Sokka squints. “That’s not creepy at all.”

_“In the last cell the guy who was tied up looked like he was Dai Li too, and the message was something different. ‘The princess summons you to the seashore.’”_

“I know about King Kuei,” Toph says, “but who’s the princess?”

 _“Kuei has a cousin who’s a princess, and she’s fourth in the line of succession.”_ Zuko answers automatically, like someone who’s had to memorize this. _“I never heard she was particularly important, but maybe the Dai Li are fans of hers.”_

Sokka shakes his head. “This place just gets more and more complicated.”

/

Ba Sing Se’s weirdness hits a new peak when Katara picks up the day’s newspaper and announces, “Tomorrow, the Earth King’s having a ball to welcome his new pet badgermole!”

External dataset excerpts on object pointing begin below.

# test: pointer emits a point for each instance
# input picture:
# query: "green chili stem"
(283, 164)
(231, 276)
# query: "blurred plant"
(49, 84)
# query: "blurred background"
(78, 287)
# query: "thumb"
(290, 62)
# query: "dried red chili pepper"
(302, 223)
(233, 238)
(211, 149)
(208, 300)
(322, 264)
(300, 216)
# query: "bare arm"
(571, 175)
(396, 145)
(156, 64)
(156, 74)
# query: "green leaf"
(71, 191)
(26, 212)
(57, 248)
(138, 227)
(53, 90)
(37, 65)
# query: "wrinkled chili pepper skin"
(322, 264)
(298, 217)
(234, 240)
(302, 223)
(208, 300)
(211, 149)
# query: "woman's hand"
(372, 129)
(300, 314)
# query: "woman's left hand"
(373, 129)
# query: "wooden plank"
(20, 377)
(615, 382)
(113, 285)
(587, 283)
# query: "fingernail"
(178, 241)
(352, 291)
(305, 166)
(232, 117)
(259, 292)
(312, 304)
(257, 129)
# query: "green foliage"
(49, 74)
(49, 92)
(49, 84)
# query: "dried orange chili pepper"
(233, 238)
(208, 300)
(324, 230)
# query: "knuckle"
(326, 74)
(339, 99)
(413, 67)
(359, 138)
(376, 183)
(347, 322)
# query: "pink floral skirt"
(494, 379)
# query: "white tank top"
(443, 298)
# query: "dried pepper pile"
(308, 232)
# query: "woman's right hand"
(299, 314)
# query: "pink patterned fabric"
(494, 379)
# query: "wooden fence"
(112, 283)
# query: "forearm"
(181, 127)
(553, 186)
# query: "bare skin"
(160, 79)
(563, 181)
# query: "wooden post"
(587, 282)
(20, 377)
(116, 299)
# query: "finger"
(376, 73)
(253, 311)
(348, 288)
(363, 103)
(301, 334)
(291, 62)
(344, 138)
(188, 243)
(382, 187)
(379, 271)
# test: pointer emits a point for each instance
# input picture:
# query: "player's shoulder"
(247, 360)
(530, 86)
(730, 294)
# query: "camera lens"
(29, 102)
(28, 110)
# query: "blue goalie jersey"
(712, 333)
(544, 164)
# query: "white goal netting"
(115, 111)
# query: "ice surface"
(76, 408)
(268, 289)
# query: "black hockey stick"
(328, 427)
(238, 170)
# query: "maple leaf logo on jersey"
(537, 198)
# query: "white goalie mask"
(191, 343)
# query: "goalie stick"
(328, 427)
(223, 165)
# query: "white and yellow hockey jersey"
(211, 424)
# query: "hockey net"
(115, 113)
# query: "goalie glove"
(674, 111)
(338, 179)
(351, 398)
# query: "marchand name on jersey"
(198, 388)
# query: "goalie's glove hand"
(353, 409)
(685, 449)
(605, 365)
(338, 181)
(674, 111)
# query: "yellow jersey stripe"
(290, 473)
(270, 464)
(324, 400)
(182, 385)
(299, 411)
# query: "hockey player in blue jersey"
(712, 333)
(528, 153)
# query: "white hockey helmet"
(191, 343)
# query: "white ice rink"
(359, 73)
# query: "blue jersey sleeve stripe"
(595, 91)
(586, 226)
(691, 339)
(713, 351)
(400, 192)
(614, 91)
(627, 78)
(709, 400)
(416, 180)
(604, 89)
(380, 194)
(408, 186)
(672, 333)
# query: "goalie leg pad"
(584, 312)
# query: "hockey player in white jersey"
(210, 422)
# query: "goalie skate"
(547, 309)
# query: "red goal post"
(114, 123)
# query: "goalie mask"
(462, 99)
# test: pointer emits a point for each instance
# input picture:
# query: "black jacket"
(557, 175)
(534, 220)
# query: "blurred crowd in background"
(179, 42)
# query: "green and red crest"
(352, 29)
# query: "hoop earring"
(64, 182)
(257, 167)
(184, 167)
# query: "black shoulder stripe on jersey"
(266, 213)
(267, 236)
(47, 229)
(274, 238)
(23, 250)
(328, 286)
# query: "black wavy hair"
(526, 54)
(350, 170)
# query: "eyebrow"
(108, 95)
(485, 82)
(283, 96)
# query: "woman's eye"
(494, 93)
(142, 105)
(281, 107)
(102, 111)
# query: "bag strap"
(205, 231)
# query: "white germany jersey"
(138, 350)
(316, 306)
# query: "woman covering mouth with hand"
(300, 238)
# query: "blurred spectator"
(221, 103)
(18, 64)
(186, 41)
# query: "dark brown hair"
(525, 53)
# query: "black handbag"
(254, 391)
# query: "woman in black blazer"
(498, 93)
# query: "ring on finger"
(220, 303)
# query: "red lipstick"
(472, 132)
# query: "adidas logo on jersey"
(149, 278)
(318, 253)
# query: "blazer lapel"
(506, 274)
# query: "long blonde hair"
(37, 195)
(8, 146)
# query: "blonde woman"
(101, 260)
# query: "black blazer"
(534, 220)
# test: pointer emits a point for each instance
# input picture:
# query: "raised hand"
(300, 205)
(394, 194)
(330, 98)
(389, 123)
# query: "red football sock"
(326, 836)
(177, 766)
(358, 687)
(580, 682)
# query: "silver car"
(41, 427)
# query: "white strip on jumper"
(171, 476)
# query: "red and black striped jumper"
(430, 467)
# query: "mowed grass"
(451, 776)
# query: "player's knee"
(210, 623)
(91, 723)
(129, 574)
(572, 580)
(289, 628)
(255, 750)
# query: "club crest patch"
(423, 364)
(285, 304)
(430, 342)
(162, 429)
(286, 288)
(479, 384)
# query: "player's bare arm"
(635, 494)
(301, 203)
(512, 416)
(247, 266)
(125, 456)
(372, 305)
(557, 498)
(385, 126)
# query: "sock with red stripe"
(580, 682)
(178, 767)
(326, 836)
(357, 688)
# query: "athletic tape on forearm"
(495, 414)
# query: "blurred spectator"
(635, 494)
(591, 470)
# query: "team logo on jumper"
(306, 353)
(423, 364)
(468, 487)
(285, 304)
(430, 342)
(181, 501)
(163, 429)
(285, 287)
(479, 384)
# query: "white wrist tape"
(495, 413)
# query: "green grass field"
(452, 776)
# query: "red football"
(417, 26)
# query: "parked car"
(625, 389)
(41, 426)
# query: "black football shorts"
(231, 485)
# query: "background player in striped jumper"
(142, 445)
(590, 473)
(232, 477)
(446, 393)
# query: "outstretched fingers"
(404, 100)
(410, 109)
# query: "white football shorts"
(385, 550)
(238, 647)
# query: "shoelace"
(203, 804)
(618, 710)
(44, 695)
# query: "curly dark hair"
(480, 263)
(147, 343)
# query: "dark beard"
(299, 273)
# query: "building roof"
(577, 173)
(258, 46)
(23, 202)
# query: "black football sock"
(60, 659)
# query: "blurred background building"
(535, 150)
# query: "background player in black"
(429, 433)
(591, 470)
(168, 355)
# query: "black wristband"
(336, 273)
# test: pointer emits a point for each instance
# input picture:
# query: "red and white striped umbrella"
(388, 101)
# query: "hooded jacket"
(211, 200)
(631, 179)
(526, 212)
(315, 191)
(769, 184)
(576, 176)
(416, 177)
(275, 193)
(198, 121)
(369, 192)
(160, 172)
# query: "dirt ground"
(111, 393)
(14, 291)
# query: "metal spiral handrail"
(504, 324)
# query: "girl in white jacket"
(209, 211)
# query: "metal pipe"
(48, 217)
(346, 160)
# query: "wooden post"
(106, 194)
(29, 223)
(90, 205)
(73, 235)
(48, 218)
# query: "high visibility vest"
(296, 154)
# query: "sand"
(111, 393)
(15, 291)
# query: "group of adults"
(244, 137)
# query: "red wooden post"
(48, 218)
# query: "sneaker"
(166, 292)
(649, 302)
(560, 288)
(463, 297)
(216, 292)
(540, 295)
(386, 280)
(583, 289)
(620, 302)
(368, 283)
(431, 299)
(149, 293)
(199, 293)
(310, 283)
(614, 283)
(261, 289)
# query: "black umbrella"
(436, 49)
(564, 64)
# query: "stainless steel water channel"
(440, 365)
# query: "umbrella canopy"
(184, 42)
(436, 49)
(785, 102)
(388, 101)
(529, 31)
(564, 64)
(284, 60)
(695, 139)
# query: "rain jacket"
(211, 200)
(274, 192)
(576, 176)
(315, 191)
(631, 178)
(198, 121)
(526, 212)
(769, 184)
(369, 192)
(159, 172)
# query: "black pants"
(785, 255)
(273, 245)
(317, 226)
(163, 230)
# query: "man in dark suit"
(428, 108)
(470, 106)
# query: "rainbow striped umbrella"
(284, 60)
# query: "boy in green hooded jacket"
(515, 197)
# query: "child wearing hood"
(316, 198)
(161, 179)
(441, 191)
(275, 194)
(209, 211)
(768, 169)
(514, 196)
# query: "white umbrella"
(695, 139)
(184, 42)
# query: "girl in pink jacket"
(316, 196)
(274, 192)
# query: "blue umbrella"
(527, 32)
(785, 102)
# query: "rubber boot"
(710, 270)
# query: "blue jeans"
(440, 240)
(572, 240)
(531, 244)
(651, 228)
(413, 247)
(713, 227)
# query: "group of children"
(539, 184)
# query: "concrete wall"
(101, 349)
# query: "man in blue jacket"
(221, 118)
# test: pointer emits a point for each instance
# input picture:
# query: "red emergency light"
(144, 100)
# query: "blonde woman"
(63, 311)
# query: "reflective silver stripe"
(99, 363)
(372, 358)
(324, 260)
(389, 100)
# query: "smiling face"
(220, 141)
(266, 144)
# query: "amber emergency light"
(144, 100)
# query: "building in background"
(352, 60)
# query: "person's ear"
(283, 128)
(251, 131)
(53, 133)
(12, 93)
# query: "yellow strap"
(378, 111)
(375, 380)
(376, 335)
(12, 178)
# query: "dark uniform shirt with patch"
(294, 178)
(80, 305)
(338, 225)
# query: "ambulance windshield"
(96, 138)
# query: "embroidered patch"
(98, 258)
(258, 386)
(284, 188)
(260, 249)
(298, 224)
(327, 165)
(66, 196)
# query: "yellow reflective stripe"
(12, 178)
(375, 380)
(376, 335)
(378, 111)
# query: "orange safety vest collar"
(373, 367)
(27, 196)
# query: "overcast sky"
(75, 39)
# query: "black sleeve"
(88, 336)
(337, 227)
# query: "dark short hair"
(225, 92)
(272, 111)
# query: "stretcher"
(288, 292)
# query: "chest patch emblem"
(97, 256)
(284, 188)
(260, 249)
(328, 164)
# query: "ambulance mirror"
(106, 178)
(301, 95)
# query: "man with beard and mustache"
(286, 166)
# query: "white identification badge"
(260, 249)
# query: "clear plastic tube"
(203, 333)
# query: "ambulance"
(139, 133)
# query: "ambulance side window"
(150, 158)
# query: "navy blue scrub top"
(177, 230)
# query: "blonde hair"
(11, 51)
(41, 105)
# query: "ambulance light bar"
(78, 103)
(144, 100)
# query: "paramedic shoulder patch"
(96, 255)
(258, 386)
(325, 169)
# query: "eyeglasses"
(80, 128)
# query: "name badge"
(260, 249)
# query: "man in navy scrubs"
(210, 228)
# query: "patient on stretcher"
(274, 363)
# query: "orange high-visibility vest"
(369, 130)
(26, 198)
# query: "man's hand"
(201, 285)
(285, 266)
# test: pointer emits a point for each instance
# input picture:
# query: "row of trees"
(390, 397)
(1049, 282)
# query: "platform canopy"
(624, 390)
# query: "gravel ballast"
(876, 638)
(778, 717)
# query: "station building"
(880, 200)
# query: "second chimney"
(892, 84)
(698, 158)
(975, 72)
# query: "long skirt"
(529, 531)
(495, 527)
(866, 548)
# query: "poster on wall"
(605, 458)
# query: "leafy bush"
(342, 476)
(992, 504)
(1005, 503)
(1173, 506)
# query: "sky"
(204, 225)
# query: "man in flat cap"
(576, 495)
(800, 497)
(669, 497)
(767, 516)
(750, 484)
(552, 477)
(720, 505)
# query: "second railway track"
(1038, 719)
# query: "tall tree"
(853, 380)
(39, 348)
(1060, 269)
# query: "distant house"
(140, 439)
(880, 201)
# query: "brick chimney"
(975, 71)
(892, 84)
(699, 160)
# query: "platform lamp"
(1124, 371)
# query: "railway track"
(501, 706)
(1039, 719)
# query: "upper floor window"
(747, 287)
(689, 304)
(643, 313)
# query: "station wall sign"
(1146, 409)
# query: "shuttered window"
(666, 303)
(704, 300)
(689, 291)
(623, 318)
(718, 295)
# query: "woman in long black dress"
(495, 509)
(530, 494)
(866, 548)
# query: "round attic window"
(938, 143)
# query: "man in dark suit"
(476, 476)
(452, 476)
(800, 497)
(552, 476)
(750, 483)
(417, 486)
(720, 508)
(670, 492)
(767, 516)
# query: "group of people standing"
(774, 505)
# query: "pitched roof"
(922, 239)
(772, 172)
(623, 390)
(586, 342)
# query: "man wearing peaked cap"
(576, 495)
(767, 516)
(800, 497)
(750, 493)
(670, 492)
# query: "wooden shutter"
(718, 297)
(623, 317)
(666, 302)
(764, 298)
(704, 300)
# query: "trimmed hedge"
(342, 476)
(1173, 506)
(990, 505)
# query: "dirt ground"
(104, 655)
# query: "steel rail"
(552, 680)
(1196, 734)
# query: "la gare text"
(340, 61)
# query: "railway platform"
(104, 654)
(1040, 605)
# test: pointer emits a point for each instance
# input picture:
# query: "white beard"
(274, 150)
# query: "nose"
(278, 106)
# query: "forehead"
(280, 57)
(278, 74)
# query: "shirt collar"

“What?” Toph snaps. “Badgermoles should be _king_ here, they’re not pets!”

As Katara offers her sympathies, Sokka takes a closer look at the paper. “Huh, it’s at the palace. I bet there’s military intelligence there. Might be our only chance at a straight answer.”

 _“Are you planning to steal military intelligence from_ _your own side? _ _”_

“You gonna help us?”

“We’re not invited,” Katara points out. “Though I suppose we could sneak in with the other guests…”

Toph cackles. “Please. Anyone in society would spot you all from a mile away.”

“I’m going to master all the elements,” Aang protests. “I can totally figure out fancy manners.” 

He sweeps a curtain off a window and wraps it around him like a cloak. “Mr. Sokka of the Water Tribe. Ms. Katara of the Water Tribe.”

“Oh, Avatar Aang!” Sokka wraps the other end of the curtain around himself and dons his most pretentious accent. “How you _do_ go on.”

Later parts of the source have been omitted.